A inteligência artificial trouxe inúmeros benefícios, mas também armou os cibercriminosos com ferramentas assustadoramente avançadas. Perante este cenário de ameaça constante, as grandes operadoras de telecomunicações começam a perceber que a única forma de combater o fogo é usar exatamente a mesma arma.
Foi com este pensamento em mente que a britânica BT decidiu dar um passo de gigante na proteção das suas infraestruturas. A gigante das telecomunicações tornou-se oficialmente a primeira empresa no Reino Unido a integrar o ambicioso Project Glasswing, uma iniciativa de cibersegurança de topo liderada pela Anthropic.
Esta parceria estratégica vai dar à BT acesso direto ao modelo de IA mais avançado da Anthropic focado na segurança digital, o Claude Mythos Preview. É um verdadeiro braço de ferro tecnológico, onde as redes que suportam o dia a dia de milhões de pessoas passam a ter um cérebro digital a defendê-las vinte e quatro horas por dia.

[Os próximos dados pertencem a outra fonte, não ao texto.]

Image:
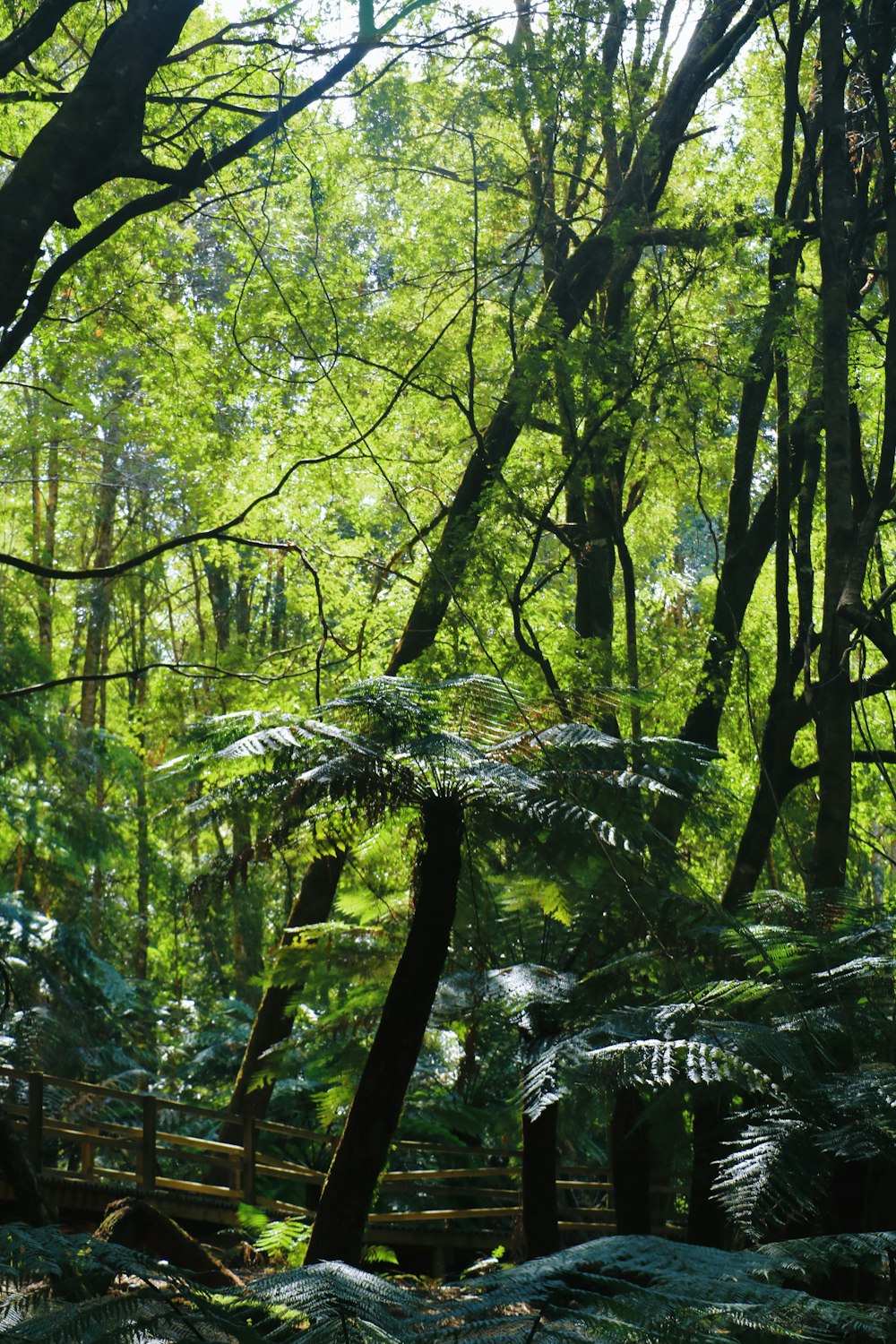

O que muda na defesa contra os piratas informáticos
A operar numa escala massiva, a BT já é responsável por bloquear cerca de quatro milhões de ciberataques diariamente nas suas redes. No entanto, a sofisticação das novas vagas de intrusões geradas por inteligência artificial exige uma resposta muito mais ágil e preditiva do que os métodos de segurança tradicionais.
Com a integração do Claude Mythos Preview, a empresa britânica ganha a capacidade de detetar e neutralizar vulnerabilidades de software antes mesmo que estas sejam exploradas pelos piratas. Ao contrário de outras ferramentas populares, este modelo da Anthropic não está disponível para o público geral, precisamente pelo seu enorme potencial destrutivo se caísse nas mãos erradas.
Durante os testes iniciais do projeto, os números alcançados falaram por si. Para que tenhas uma ideia clara do impacto profundo desta aliança, o modelo conseguiu os seguintes feitos na área da segurança:
- Identificação de mais de 10.000 vulnerabilidades de severidade alta ou crítica em poucos meses.
- Descoberta de falhas obscuras de software com mais de 27 anos escondidas em sistemas operativos populares.
- Sugestão automática de patches e correções de código para neutralizar ameaças em tempo real.
A expansão global de uma tecnologia restrita
A decisão de manter o Claude Mythos Preview fechado ao grande público é, no mínimo, uma jogada muito sensata da Anthropic, contrastando com as abordagens mais liberais da concorrência. Ao limitar o acesso a parceiros de confiança e entidades governamentais, a empresa garante que a tecnologia serve para blindar infraestruturas críticas em vez de facilitar a criação de novas pragas digitais.
Embora a BT seja a pioneira a assumir o compromisso no mercado britânico, o Project Glasswing já não é um clube assim tão pequeno. A iniciativa expandiu-se recentemente para acolher 150 organizações espalhadas por mais de 15 países, englobando gigantes fundamentais dos setores da energia, saúde e administração pública.
Tudo indica que o futuro da cibersegurança passará, inevitavelmente, por deixar as máquinas batalharem entre si nos bastidores das nossas redes. Resta agora esperar que as pesadas barreiras de proteção implementadas pela Anthropic sejam suficientemente robustas para evitar que os feitiços se virem contra os feiticeiros no futuro.